You may want to customize the appearance of your blog and include some common blog features like RSS. The Pelican community already built a lot of themes and plugins. To build our blog with themes and plugins, we need to link the theme files and plugin files by specifying paths in pelicanconf.py. My solution here is to include theme and plugin code in the repository. This can be done by git submodule/subtree. I use a tool called peru to handle this. You can manage external repositories using a single YAML file. I'll include a theme repository and the official plugin repository here. I use Elegant as my blog theme, and I only pull code from the Elegant repository instead of the official theme repository to include less external code. You can read the following peru.yaml to see the usage.

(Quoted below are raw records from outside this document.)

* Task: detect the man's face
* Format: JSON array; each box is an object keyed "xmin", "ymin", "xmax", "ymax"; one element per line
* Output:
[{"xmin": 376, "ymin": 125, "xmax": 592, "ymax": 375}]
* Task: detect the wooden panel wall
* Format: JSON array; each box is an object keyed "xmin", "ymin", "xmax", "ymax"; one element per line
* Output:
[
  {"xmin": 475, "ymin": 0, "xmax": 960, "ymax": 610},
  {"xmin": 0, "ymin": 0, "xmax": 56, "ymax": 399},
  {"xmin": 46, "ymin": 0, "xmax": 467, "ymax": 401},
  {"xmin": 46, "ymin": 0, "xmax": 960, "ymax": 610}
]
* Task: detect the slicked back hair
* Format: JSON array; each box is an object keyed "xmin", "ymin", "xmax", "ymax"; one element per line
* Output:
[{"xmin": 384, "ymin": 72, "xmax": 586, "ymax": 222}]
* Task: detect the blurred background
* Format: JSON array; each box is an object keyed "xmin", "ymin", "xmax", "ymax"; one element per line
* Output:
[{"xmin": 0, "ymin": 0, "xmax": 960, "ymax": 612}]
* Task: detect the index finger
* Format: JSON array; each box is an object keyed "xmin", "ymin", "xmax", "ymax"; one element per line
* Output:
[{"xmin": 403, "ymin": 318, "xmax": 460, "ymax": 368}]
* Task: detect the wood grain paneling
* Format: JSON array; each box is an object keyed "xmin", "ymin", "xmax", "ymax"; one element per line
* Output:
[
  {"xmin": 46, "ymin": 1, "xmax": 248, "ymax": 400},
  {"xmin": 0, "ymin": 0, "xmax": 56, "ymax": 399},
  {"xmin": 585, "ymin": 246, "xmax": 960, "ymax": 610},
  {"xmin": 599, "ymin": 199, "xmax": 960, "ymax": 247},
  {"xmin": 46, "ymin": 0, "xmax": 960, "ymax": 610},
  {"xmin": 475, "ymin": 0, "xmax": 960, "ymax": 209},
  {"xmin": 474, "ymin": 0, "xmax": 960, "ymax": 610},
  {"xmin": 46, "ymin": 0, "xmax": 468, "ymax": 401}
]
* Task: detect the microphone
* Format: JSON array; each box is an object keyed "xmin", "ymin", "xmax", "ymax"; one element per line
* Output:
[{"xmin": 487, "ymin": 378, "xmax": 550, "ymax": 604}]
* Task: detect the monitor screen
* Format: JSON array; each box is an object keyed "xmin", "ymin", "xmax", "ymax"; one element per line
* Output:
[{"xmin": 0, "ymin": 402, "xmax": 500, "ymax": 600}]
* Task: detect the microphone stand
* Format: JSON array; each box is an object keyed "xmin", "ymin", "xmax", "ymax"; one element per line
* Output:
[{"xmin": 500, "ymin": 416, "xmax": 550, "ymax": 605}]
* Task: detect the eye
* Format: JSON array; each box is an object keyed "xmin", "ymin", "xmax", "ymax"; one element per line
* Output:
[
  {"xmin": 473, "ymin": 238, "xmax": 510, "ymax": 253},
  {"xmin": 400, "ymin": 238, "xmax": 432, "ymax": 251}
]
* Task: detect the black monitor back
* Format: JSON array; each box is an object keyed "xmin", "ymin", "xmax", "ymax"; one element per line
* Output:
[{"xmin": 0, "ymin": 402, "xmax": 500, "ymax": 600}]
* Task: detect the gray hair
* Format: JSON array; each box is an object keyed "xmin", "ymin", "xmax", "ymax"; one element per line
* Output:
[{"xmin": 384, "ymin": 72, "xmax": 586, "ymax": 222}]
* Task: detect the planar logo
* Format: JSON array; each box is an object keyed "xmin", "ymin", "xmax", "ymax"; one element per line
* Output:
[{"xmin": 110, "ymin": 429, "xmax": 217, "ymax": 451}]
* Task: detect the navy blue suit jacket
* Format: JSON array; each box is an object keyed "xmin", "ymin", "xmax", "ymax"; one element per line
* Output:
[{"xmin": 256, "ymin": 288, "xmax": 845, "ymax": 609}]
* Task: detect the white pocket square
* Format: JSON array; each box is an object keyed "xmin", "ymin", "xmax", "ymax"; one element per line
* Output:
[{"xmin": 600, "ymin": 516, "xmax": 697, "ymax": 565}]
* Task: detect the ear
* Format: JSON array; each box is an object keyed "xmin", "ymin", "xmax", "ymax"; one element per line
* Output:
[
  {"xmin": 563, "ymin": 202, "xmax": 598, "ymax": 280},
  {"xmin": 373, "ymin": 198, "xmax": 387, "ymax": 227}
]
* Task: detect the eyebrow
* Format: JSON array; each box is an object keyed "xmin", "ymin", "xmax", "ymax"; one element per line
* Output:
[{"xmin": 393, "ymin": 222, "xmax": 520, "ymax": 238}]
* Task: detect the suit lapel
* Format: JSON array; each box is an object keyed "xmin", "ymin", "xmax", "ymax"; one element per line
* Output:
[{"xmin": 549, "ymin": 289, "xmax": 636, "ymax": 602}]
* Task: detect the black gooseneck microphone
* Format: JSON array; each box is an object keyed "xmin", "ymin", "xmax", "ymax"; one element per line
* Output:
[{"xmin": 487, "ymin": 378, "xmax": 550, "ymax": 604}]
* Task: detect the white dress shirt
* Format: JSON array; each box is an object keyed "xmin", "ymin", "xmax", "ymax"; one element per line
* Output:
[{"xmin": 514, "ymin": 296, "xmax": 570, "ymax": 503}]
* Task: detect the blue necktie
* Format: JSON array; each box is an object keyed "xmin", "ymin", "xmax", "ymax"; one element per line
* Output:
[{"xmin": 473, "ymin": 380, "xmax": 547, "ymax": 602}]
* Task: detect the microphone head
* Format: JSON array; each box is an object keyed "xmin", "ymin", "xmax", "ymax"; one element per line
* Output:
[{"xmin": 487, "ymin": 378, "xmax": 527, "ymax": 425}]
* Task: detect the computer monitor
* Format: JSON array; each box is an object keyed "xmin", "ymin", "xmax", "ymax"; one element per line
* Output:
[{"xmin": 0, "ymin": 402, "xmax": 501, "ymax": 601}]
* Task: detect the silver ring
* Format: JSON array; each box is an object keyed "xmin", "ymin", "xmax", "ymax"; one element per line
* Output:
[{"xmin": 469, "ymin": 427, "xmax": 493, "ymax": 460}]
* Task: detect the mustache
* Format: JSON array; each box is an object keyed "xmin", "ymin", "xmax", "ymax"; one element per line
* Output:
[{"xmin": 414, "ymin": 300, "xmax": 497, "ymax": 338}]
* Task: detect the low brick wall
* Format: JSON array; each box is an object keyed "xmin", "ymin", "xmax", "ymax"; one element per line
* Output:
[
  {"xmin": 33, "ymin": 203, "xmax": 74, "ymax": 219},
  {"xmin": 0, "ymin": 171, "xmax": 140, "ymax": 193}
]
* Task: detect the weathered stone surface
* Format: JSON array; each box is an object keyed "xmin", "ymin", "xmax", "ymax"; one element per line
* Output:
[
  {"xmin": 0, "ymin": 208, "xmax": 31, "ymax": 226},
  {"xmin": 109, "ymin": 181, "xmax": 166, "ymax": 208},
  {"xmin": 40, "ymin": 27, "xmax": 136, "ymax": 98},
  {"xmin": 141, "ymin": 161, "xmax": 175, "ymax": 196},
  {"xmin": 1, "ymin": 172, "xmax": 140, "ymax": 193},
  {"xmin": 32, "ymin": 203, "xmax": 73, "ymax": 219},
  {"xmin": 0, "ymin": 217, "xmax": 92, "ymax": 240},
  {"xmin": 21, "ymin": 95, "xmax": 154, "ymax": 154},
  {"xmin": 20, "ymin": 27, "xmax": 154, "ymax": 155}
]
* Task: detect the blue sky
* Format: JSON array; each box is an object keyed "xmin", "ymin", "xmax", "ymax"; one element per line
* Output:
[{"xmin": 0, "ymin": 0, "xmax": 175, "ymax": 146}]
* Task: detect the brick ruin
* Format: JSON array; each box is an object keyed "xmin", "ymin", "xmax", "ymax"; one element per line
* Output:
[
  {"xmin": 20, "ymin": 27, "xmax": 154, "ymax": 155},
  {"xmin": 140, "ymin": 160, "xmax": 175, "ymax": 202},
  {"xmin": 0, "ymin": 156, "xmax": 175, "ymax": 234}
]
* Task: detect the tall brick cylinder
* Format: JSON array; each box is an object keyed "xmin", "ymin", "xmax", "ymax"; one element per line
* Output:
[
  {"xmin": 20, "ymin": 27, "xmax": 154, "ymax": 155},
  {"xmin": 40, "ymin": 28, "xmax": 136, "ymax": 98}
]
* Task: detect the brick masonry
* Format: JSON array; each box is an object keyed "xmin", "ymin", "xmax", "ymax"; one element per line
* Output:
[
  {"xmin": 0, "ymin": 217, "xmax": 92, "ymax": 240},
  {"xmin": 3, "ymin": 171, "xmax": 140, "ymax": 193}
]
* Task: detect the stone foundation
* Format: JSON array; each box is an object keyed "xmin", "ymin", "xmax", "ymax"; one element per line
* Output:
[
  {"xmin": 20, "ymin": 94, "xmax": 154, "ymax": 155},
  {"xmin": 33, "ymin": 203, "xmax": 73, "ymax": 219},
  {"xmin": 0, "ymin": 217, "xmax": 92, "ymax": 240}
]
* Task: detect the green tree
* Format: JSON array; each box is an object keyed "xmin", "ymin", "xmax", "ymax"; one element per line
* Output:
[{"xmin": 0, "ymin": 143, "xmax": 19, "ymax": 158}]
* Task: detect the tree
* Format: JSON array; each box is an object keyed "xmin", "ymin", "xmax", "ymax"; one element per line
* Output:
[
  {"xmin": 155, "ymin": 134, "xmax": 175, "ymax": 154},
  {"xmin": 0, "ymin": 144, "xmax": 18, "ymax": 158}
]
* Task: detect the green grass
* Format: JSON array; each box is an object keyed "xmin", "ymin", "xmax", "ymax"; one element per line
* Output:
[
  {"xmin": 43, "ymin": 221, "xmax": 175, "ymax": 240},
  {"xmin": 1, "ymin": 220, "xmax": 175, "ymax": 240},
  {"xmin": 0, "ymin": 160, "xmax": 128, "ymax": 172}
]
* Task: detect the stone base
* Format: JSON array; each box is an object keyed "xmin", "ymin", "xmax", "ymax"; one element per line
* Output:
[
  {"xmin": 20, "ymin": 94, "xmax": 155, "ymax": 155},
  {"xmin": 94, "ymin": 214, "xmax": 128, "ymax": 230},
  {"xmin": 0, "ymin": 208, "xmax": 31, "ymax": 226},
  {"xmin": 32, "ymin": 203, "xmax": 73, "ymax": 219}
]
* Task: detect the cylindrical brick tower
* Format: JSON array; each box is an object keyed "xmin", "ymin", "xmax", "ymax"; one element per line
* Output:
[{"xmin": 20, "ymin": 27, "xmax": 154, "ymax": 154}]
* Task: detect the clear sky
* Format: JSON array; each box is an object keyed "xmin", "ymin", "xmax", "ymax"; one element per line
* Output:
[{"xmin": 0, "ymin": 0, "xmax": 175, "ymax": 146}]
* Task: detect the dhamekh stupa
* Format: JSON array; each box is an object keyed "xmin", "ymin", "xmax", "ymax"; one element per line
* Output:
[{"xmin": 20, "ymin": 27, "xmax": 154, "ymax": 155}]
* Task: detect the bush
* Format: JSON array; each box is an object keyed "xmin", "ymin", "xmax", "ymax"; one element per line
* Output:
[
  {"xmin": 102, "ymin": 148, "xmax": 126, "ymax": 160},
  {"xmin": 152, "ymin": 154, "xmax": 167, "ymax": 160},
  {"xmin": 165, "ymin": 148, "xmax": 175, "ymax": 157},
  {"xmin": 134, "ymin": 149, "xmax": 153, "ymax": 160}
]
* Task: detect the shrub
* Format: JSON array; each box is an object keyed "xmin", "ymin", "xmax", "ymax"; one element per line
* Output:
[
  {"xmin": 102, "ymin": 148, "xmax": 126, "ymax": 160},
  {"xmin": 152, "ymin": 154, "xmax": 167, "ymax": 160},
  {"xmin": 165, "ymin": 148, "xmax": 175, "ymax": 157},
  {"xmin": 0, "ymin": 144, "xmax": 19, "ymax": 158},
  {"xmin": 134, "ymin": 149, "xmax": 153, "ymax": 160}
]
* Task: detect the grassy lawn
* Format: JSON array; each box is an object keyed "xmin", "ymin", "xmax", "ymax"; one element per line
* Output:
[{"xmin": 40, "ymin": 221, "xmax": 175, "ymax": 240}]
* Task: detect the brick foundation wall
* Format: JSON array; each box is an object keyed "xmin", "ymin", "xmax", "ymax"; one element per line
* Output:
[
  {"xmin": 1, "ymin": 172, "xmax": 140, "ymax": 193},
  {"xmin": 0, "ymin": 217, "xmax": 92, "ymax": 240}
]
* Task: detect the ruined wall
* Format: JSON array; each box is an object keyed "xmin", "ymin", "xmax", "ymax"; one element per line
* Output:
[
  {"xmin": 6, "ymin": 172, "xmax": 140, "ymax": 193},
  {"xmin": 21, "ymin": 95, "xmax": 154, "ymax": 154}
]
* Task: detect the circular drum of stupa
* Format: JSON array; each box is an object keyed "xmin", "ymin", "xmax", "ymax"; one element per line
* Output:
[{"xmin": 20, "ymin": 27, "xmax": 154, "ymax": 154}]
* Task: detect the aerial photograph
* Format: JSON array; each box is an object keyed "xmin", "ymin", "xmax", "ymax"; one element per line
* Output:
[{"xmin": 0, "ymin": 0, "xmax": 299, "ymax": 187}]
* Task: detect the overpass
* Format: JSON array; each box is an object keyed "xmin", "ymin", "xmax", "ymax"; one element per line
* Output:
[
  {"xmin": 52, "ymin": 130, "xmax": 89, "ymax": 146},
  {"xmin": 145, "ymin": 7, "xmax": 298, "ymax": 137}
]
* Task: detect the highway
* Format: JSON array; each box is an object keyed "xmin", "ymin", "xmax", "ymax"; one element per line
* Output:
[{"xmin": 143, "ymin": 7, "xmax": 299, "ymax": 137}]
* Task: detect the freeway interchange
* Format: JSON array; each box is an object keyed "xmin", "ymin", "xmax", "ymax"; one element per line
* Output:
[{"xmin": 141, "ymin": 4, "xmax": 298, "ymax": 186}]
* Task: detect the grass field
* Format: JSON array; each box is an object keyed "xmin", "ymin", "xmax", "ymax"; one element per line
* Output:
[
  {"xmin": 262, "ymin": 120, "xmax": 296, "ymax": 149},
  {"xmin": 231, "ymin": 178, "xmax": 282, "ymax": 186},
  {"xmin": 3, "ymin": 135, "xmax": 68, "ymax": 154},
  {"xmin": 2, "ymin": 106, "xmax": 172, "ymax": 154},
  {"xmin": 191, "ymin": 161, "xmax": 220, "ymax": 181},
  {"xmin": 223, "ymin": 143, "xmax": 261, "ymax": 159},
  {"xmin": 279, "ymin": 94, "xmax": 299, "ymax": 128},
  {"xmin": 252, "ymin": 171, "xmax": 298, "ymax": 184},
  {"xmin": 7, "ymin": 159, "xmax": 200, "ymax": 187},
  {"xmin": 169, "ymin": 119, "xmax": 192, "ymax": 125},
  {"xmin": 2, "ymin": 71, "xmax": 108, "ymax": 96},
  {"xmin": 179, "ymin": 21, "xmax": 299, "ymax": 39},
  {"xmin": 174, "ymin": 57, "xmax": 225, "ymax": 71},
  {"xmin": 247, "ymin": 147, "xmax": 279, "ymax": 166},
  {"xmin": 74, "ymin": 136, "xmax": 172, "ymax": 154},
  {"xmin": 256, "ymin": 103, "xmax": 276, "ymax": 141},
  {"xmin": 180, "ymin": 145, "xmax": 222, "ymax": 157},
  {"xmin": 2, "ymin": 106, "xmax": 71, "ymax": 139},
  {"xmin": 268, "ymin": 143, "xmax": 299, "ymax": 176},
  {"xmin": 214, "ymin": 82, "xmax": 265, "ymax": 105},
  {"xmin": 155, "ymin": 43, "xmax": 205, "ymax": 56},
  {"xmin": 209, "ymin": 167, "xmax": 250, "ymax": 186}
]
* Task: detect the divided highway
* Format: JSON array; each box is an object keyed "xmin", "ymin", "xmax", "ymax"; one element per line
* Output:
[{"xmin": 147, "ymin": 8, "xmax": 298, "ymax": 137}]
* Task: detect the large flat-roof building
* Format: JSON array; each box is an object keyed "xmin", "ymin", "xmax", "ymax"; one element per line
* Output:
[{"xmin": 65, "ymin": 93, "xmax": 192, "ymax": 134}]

Also, I add peru sync to make html section in Makefile to ask Netlify to pull the latest code in the building process.

# peru.yaml
imports:
  elegant: blog-theme/elegant
  plugins: plugins

git module elegant:
  url: git://github.com/Pelican-Elegant/elegant

git module plugins:
  url: git://github.com/getpelican/pelican-plugins
  recursive: true
# Makefile
html:
    peru sync && $(PELICAN) $(INPUTDIR) -o $(OUTPUTDIR) -s $(CONFFILE) $(PELICANOPTS)

Then, we set up theme and plugin paths in pelicanconf.py.

# pelicanconf.py
...
root_path = pathlib.Path(__file__).parent

PLUGIN_PATHS = [str(root_path.joinpath('plugins'))]
THEME = str(root_path.joinpath('blog-theme/elegant/').absolute())
...

Before deploying to Netlify, I suggest you build the local site first to check. Please note that you must have at least one post in content folder to build the blog successfully. If you meet any problems here, please read the document of Pelican CLI tool. lt provides several useful options like --relative-urls or --autorealod to help users debug.

Netlify

Before setting up the Netlify project, we need to prepare two files in the project root folder for the Python environment:

  1. requirements.txt: for specifying Python dependencies. They are from Pelican and peru, and my requirements.txt is generated by pip freeze.
  2. runtime.txt: for specifying Python version. At the time of writing, the latest version Netlify supports is Python 3.7.
# requirements.txt
blinker==1.4
docopt==0.6.2
docutils==0.16
feedgenerator==1.9.1
Jinja2==2.11.2
Markdown==3.1.1
MarkupSafe==1.1.1
pelican==4.2.0
peru==1.2.0
Pygments==2.6.1
python-dateutil==2.8.1
pytz==2019.3
PyYAML==5.3.1
six==1.14.0
Unidecode==1.1.1
# runtime.txt
3.7

Then we can put all these files to a git repository on GitHub (or other git hosting services) and configure the Netlify project. I follow the guide here to set up the project using Netlify CLI.

# Install netlify cli
npm install netlify-cli -g
# Log in with Netlify. This command will open a browser
# and you need to grant access to Netlify CLI
netlify login
# Set up Netlify project
netlify init

netlify init will ask you to enter some configurations including which GitHub team to use, the site name, and the build command. We can input make html for the build command to utilize the Makefile we created in the previous section.

Extras

Custom domain: you can go to Settings → Domain Management on Netlify, and click Add domain alias to set up yours. The screenshot below is my current configuration.

Netlify-setting.png

Integrations with 3rd-party tools: for example, if you need Google Analytics, you can put your tracking ID to the GOOGLE_ANALYTICS variable in pelicanconf.py. Please read the official documentation for further details or have a look at the plugins if the Pelican doesn't support your needs natively.

All of these configurations files are put to this repository. Hopefully you can set up a new blog using Pelican and Netlify now. Feel free to let me know if you meet any problems!